Ofcom regulates broadcast television, radio, and on-demand programme services under the Communications Act 2003 and the Broadcasting Act 1990. Its Broadcasting Code applies different standards to different content categories, with particularly strict rules around due impartiality in news. The crossover for journalists comes when the same individual publishes both IPSO-regulated online text and Ofcom-regulated video content. In that scenario, the relevant code depends on the channel and format of the specific piece, not on the journalist's primary professional identity.

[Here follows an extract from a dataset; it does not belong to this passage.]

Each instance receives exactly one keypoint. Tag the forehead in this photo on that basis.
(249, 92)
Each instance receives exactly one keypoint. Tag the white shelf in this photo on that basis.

Neither code currently addresses AI-generated content in a fully developed way, so journalists using generative tools in their workflow should apply the most conservative reading of existing accuracy, attribution, and correction obligations until updated guidance is issued.

Practical Checklist

  • Check character or word limits for the specific platform before drafting.
  • Ensure the opening line / hook tweet stands alone as an accurate, complete statement.
  • Fill in alt-text for every image on Instagram and wherever the platform supports it.
  • If content is commercial or sponsored, follow ASA disclosure rules upfront.
  • Apply IPSO's Editors' Code accuracy standards to all content published under your byline.
  • If live-streaming for a regulated broadcaster, confirm Ofcom obligations before going live.
  • Cross-reference NUJ Freelance Fees Guide when setting Substack subscription pricing.
  • Avoid reproducing entire published articles verbatim; link out to the canonical version.
  • Review platform community guidelines before publishing sensitive reporting.
  • Keep records of social posts relating to significant stories in case of a complaint.

Common Mistakes

  • Treating social posts as off-the-record:IPSO Editors' Code obligations follow the journalist, not the masthead's own channels.
  • Burying caveats in long threads: A misleading opener shared without context can constitute inaccuracy even if corrections appear later in the thread.
  • Ignoring platform-specific accessibility features: Alt-text and closed captions are both best practice and, for public-sector journalists, may be a legal requirement under the Equality Act 2010.
  • Assuming Substack operates outside regulatory oversight: If your newsletter breaks a story that your IPSO-member employer then publishes, the original Substack post may be subject to the same accuracy standards.
  • Cross-posting without reformatting: Copy written for a 3,000-character LinkedIn post will underperform on TikTok and may breach character limits on X.